Federation Members Enjoy Silver State Beef Tour
|Alabama Farmers Federation members from across the state explored cattle and hay farms in Nevada and California during the organization’s annual Beef Tour June 3-7. To view photos from each day, visit the albums section of facebook.com/alabamafarmers. For tour details, watch for July’s issue of Neighbors Magazine. |
Young Farmers contest applications due July 1
Young farmers planning to participate in the Discussion Meet or Excellence in Agriculture contests have until July 1 to submit applications.
The Discussion Meet is designed to simulate communication and problem-solving skills in a committee setting.
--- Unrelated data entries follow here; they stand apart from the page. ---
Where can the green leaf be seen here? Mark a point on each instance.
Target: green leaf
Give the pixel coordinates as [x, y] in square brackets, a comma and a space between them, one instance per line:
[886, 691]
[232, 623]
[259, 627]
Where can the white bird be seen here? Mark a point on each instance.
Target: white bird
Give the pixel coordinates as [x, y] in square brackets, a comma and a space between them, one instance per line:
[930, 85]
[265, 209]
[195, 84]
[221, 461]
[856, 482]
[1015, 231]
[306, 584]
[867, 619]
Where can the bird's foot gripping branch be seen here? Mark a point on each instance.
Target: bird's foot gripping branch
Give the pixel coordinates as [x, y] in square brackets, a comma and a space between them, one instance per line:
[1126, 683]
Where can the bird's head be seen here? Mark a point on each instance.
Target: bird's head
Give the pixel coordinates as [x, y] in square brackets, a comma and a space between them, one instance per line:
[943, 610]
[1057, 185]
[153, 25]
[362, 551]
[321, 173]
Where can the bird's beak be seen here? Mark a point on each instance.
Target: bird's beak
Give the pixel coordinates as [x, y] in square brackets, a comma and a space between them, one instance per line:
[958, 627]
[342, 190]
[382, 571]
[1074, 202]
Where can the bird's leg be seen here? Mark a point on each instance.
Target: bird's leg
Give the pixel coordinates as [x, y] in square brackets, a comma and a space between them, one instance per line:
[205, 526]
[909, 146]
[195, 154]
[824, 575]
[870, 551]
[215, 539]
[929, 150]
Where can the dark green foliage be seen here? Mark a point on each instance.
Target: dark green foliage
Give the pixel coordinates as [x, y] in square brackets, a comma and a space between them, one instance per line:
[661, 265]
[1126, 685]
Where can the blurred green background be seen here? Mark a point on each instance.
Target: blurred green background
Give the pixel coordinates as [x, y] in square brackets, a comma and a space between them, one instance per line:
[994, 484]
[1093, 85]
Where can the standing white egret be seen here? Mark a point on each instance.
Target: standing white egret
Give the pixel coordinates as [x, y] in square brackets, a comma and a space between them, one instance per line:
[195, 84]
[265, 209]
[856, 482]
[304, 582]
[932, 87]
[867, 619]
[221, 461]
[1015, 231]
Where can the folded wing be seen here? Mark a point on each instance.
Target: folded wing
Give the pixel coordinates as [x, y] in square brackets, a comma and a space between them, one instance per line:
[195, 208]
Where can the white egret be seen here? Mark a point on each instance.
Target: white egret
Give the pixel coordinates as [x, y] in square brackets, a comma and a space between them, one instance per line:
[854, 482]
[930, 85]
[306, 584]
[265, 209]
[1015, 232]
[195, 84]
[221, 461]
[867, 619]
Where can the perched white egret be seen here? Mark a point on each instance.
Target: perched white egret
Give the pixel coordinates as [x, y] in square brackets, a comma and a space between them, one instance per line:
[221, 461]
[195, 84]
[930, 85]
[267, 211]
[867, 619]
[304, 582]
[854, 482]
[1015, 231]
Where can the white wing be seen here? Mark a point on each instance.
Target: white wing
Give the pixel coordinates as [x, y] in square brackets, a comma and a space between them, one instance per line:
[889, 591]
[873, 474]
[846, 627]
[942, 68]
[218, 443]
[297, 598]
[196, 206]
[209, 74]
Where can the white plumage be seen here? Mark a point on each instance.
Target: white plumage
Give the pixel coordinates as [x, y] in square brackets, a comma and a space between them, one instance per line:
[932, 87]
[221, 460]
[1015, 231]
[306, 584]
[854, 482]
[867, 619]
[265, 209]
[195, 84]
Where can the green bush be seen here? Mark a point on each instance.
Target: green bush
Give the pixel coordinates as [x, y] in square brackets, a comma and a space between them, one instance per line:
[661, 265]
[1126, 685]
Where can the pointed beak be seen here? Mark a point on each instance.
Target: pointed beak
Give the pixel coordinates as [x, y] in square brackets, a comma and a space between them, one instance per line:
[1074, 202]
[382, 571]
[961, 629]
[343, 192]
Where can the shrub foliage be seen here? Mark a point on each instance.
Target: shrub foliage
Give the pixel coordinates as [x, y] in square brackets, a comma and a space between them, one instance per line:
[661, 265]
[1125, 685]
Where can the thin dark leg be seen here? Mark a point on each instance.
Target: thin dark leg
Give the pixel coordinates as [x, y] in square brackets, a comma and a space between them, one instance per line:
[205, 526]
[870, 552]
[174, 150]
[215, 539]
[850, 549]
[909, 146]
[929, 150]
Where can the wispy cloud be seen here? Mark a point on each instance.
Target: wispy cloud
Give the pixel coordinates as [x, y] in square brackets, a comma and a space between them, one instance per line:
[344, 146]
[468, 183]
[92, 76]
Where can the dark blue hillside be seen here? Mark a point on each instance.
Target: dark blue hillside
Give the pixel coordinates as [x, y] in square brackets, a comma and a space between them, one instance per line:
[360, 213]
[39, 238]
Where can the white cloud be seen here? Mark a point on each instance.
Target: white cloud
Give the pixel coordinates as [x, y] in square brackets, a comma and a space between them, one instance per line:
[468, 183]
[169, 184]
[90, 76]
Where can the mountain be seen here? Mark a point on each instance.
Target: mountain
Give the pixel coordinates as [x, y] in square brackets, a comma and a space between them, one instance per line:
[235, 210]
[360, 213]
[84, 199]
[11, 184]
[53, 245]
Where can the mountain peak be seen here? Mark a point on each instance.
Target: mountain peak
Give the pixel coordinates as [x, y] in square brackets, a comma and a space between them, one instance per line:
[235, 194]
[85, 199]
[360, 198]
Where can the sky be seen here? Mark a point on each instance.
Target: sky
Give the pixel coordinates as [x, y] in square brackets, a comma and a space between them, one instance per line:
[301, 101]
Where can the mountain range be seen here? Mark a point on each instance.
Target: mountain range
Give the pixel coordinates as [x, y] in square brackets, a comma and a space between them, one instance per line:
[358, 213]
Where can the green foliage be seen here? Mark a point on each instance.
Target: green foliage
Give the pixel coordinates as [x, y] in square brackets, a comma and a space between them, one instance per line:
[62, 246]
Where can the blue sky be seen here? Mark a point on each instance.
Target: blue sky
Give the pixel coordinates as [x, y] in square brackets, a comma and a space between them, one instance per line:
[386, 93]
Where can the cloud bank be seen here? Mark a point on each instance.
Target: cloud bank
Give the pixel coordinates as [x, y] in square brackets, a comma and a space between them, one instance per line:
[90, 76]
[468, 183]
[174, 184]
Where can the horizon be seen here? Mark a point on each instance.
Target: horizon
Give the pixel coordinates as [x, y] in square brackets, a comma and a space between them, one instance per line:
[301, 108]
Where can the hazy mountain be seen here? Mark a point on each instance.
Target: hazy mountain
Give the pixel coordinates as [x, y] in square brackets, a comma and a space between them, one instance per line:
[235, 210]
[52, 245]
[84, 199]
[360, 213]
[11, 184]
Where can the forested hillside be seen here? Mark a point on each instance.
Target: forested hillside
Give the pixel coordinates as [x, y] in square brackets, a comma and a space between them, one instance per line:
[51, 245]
The overall winner receives a four-wheeler courtesy of First South Farm Credit.
Excellence in Agriculture is open to individuals or couples who do not earn more than half their income from production agriculture. Contestants are judged on presentations detailing their agricultural involvement. The winner receives a zero-turn mower courtesy of Dow AgroSciences.
Both contest winners receive an expenses-paid trip to the American Farm Bureau Federation’s annual meeting courtesy of the Alabama Farmers Federation.
Resources and applications are available online at AlfaYoungFarmers.org.
J. Trice Edgar, a member of the Choctaw County Farmers Federation board of directors, died June 7. He was 89.
Survivors include his wife, Margaret; grandchildren Ellen Sikes, Laura Floyd and Anna Hudson; and six great-grandchildren.
Memorials may be made to the Joe Trice Edgar Scholarship Fund of Gilbertown Baptist Church, P.O. Box 125, Gilbertown, AL 36908 or the Alabama Baptist Children’s Home, 6512 Grelot Rd., Mobile, AL 36695.